Raw output files are stored in: `<temp_directory_path>`

<List the files with brief descriptions>

Step 7: Post-Report Actions

After generating the report:

  1. Print a summary of findings to the console (3-5 lines max).
  2. Tell the user where the report file is located.
  3. If critical issues were found, highlight them explicitly.
  4. Offer to re-run specific stages with different parameters if the user wants to explore further.

Important Rules

  1. Never test production endpoints without explicit user confirmation. If the environment is "prod" or the URL contains "prod", "production", or appears to be a production domain, warn the user and ask for confirmation before proceeding.

  2. Respect rate limits. If 429 responses are detected, reduce concurrency and note the rate limit in the report. Do not continue hammering an endpoint that is returning 429s.

  3. Handle authentication carefully. Never log or include full auth tokens in the report. Mask them (e.g., "Bearer eyJ...****").

  4. No destructive testing by default. Only test GET endpoints by default. For POST/PUT/DELETE, confirm with the user that the endpoint is safe to call repeatedly (e.g., idempotent, uses a test database, or has no side effects).

  5. Clean up temporary files. Store raw results in a clearly named temp directory but do not delete them automatically -- the user may want to inspect them.

  6. Report in consistent units. Use milliseconds for latency, requests/second for throughput, and percentages for error rates. Always label units.

  7. ASCII charts are mandatory in the report. Even though they are approximate, they provide immediate visual understanding without requiring external tools.

  8. Test from the same machine consistently.
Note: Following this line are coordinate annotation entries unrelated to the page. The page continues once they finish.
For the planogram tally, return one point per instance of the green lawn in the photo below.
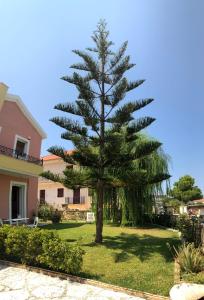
(129, 257)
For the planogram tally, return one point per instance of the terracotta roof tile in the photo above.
(55, 157)
(198, 201)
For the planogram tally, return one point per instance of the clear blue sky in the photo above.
(166, 40)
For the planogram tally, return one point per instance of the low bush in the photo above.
(166, 220)
(195, 278)
(56, 216)
(185, 226)
(45, 212)
(59, 255)
(190, 258)
(39, 247)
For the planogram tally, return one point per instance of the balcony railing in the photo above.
(22, 156)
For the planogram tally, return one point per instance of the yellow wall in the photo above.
(18, 166)
(3, 90)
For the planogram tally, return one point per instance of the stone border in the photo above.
(82, 280)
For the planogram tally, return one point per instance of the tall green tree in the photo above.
(99, 116)
(128, 204)
(185, 190)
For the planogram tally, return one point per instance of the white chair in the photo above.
(35, 223)
(90, 218)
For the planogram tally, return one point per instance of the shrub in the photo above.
(16, 242)
(44, 212)
(56, 216)
(34, 247)
(39, 247)
(195, 278)
(191, 259)
(185, 226)
(59, 255)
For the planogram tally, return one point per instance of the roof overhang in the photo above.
(27, 114)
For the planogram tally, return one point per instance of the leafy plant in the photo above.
(190, 258)
(56, 216)
(39, 247)
(45, 212)
(59, 255)
(185, 225)
(99, 119)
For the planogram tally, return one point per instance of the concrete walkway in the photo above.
(21, 284)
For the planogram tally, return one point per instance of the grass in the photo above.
(136, 258)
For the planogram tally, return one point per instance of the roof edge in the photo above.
(25, 111)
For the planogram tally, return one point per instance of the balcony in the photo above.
(14, 163)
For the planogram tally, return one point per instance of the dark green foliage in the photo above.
(103, 124)
(39, 247)
(185, 226)
(190, 258)
(60, 256)
(44, 212)
(56, 216)
(184, 189)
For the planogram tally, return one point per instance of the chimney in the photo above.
(3, 91)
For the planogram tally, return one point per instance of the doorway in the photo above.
(18, 200)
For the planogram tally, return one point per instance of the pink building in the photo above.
(55, 193)
(20, 164)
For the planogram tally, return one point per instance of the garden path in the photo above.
(22, 284)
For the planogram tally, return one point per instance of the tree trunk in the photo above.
(99, 213)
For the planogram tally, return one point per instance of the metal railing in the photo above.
(22, 156)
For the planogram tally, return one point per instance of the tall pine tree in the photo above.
(97, 138)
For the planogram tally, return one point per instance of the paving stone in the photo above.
(14, 295)
(21, 284)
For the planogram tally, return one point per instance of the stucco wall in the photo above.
(52, 199)
(5, 181)
(13, 122)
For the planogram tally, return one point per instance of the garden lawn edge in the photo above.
(82, 280)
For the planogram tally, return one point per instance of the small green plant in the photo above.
(56, 216)
(38, 247)
(195, 278)
(45, 212)
(59, 255)
(185, 226)
(190, 258)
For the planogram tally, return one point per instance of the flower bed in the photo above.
(38, 247)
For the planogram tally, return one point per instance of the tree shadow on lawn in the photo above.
(144, 247)
(62, 226)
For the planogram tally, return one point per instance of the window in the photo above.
(69, 167)
(76, 196)
(21, 146)
(42, 196)
(60, 193)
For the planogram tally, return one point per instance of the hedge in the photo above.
(38, 247)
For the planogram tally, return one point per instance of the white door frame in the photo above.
(19, 184)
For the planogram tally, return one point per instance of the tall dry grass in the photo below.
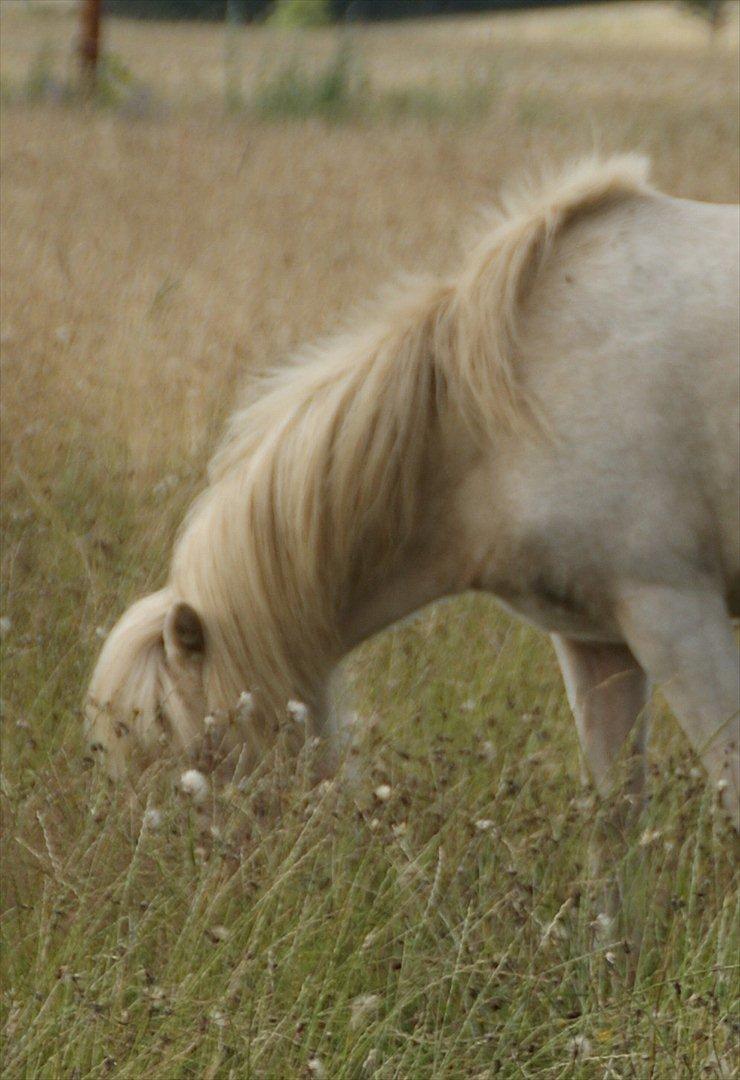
(150, 258)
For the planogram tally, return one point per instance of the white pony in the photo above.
(556, 424)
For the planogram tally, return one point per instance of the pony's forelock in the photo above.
(319, 483)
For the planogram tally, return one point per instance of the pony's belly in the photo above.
(559, 618)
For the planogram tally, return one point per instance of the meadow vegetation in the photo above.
(433, 920)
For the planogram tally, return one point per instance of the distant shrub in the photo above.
(300, 13)
(713, 11)
(294, 91)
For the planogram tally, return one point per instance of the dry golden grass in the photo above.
(147, 265)
(148, 262)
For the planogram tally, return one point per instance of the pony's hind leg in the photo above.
(684, 639)
(608, 691)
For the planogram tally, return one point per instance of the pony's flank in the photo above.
(323, 477)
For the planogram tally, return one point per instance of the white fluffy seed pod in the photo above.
(297, 711)
(194, 785)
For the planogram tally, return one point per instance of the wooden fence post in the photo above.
(90, 43)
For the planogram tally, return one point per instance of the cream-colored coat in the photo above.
(556, 424)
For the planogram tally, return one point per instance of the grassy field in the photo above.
(156, 248)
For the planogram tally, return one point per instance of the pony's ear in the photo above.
(183, 633)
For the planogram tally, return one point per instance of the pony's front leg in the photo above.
(608, 691)
(684, 639)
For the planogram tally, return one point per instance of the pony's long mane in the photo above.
(317, 486)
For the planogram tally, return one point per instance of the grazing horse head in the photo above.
(508, 429)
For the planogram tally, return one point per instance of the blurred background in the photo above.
(191, 189)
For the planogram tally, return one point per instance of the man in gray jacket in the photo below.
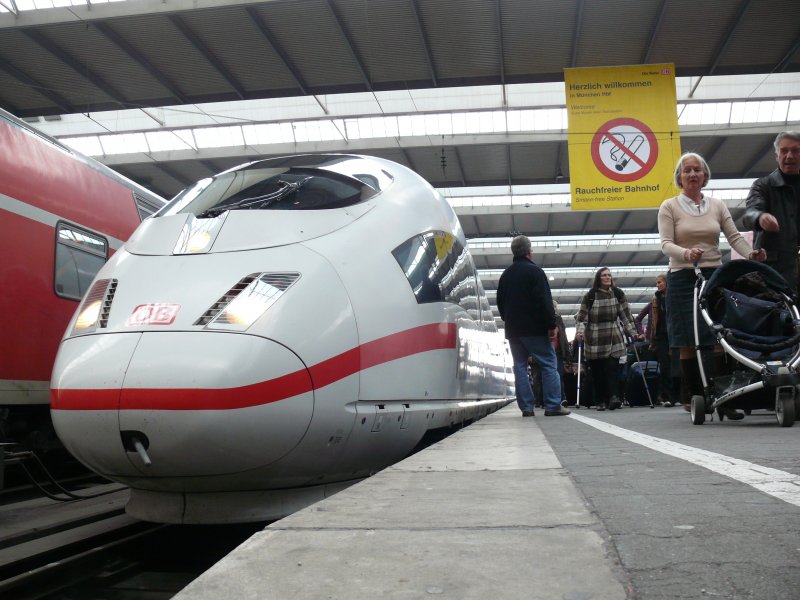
(526, 306)
(773, 209)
Do not suggest or attempt to distribute load across machines unless the user specifically asks for distributed testing.

  9. Timeouts count as failures. If a request times out, it is counted as a failed request, not excluded from the data.

  10. Do not extrapolate beyond tested ranges. The scaling projections table should clearly mark projected values vs observed values.

Error Handling

  • If a tool installation fails, fall back to the next tool in the priority list. If all tools fail, use the curl fallback approach.
  • If an endpoint becomes completely unresponsive during testing (100% timeout for 30+ seconds), stop testing that endpoint at that concurrency level and move to the next stage or endpoint. Note this in the report as "endpoint became unresponsive."
  • If the user's machine runs out of file descriptors or hits OS-level connection limits, detect the error message, report it, and suggest increasing ulimit -n before retrying.
  • If the test is interrupted (Ctrl+C or timeout), save whatever data has been collected so far and generate a partial report clearly marked as incomplete.

Output Files

  • api-load-report.md: The primary report, written to the current working directory.
  • <temp_dir>/raw_<endpoint_name>_c.txt: Raw tool output for each stage. Store in a subdirectory like /tmp/api-load-test-<timestamp>/.

Example Invocations

Simple single endpoint:

Load test https://api.example.com/health
Expected response time: p95 < 200ms
Concurrent users: up to 100

Multiple endpoints with auth:

Endpoints:
  - GET https://api.example.com/users (Bearer token: abc123)
  - POST https://api.example.com/search (Bearer token: abc123, body: {"query": "test"})
Expected: p95 < 300ms
Concurrency: 10 to 500
Environment: staging

Quick smoke test:

Quick load test https://api.example.com/health with 50 concurrent users

For quick/smoke tests, reduce to 3 stages: baseline (1), target concurrency (50), and 2x target (100). Shorten duration to 5 seconds per stage.